Foot-Movement Similarity In
Dinosaurs And Birds Shown by
Fossil Footprints
Research examining theropod dinosaur prints has found that foot motions
were preserved in three dimensions when the meat eaters slopped through
mud 210 million years ago. And
while there are significant differences in the position of the big
toe, foot posture and hind limb movement, the footprints show similarities
with those made by modern day birds.
"Living birds retain many features from their theropod ancestors,
but hind limb anatomy and function did change," said lead scientist
Stephen Gatesy, assistant professor of ecology and evolutionary
biology at Brown University. "Birds do not move exactly like
210-million-year-old dinosaurs, but they are the closest thing alive
today."
Gatesy and colleagues discovered and studied numerous
trackways made by human-sized theropod dinosaurs that strode
on hind legs across extensive mud flats in what is now Greenland.
At the time the dinosaurs roamed, the region was more tropical
than arctic.
On firm ground, a theropod's foot produced shallow, three-toed
impressions. On sloppier muds, the foot sank deeper and left
behind unusually long, four-toed prints. Such deep tracks
captured movements of the foot below the surface, preserving a
three-dimensional record of locomotor behavior in Triassic-period
dinosaurs.
The researchers said that a spectrum of tracks similar to the
Greenlandic series is produced when a bird walks through mud of
various consistencies. In the tracks of both Triassic theropods and
living birds, the foot plunged down and forward into the muck.
The toes collapsed together below the surface as the entire foot
emerged at the front of the track.
Gatsey and his colleagues checked the comparison by running a
modern turkey through sloppy mud and examining its tracks.
"It's clear that the deep prints were made by similar mechanisms,"
said Gatesy. "The possibility that a dinosaur's toes could enter and
exit the sediment in different places had never been considered
until we saw the turkey do it."
Although the Greenlandic prints closely match those made by
modern-day ground-dwelling birds, there are important
differences, said the researchers. The first toe (our "big" toe) is
reversed in most birds, allowing the foot to perch or grasp prey.

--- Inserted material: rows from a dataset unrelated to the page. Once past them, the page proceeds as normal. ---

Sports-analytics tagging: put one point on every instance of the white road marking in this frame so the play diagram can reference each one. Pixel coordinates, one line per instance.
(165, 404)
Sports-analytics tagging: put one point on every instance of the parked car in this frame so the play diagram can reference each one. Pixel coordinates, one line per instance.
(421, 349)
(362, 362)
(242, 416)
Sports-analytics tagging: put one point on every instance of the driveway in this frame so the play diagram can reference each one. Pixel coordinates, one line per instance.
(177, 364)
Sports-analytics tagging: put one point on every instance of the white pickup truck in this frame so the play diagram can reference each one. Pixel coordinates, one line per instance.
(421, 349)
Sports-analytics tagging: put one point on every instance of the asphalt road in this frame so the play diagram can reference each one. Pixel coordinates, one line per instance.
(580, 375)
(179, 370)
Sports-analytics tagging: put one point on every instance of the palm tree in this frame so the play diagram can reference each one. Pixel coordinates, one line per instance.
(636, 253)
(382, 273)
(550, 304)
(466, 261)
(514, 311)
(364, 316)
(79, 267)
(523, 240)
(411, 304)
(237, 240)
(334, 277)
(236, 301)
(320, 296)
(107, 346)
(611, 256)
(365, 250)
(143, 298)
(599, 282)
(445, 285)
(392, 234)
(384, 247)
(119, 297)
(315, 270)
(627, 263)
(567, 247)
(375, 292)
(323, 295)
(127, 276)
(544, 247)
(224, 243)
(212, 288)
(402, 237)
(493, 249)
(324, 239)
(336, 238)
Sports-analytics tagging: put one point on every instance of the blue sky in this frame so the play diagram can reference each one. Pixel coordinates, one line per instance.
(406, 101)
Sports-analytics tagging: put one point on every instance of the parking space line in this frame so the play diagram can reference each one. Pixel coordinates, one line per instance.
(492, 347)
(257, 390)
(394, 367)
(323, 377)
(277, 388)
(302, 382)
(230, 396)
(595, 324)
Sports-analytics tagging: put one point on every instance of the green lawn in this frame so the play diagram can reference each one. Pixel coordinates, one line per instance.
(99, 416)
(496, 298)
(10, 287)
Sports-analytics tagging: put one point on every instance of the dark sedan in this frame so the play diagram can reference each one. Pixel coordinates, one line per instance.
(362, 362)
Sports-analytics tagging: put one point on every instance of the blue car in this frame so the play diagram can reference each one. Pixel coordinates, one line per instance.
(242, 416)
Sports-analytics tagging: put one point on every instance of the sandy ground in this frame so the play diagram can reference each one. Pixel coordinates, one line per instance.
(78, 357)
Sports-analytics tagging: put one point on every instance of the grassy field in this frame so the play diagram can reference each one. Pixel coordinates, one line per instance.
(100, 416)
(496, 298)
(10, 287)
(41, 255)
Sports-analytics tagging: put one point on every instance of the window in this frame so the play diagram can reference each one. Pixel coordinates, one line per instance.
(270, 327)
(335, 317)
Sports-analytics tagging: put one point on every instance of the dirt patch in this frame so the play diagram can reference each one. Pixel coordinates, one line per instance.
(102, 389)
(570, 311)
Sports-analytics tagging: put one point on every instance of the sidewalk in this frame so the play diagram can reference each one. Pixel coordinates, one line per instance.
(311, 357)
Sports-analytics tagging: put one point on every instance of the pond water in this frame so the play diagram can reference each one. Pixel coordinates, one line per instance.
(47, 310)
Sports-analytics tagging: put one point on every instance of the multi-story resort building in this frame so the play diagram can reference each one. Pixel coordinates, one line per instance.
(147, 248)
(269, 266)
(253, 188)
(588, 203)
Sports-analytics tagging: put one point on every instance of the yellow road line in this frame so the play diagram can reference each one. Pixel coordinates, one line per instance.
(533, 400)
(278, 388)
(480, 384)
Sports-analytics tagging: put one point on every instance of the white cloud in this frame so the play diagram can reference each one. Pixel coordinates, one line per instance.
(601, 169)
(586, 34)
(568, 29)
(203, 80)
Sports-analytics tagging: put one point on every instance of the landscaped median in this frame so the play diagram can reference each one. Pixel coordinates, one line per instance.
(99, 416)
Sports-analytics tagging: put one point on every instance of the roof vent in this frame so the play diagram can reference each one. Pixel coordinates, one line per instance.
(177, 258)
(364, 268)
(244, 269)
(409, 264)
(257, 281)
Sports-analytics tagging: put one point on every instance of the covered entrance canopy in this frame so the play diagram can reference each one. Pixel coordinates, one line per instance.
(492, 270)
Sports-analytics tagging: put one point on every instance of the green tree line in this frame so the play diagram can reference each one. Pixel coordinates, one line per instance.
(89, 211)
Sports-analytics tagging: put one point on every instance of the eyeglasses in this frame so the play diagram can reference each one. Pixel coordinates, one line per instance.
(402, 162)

Deep Triassic prints bear an impression of the first toe that points
backwards, leading some scientists to speculate that ancient
theropods with a perching foot were present, yet undiscovered.
However, Gatesy and colleagues determined that the first toe's
backward pointing imprint was an artifact of foot motion, not a
true indicator of its orientation.
The tracks also give clues to differences in hind limb movement. In
sloppy mud, Greenlandic theropods left imprints of the soles of
their feet. This indicates that the limb moved about the hip, as in
alligators. In contrast, walking birds primarily move by bending
their knees, which raises the sole of the foot before it can leave
a print.
Although the study found both similarities and differences between
modern fowl and ancient theropods, the researchers believe that
birds did evolve from dinosaurs.
"The Greenlandic trackways show that toe convergence was
present very early in theropod evolution and inherited by birds,"
said researcher Kevin Middleton, a Brown graduate student. "An
opposable first toe did not evolve until later."
The study will be published in the journal Nature.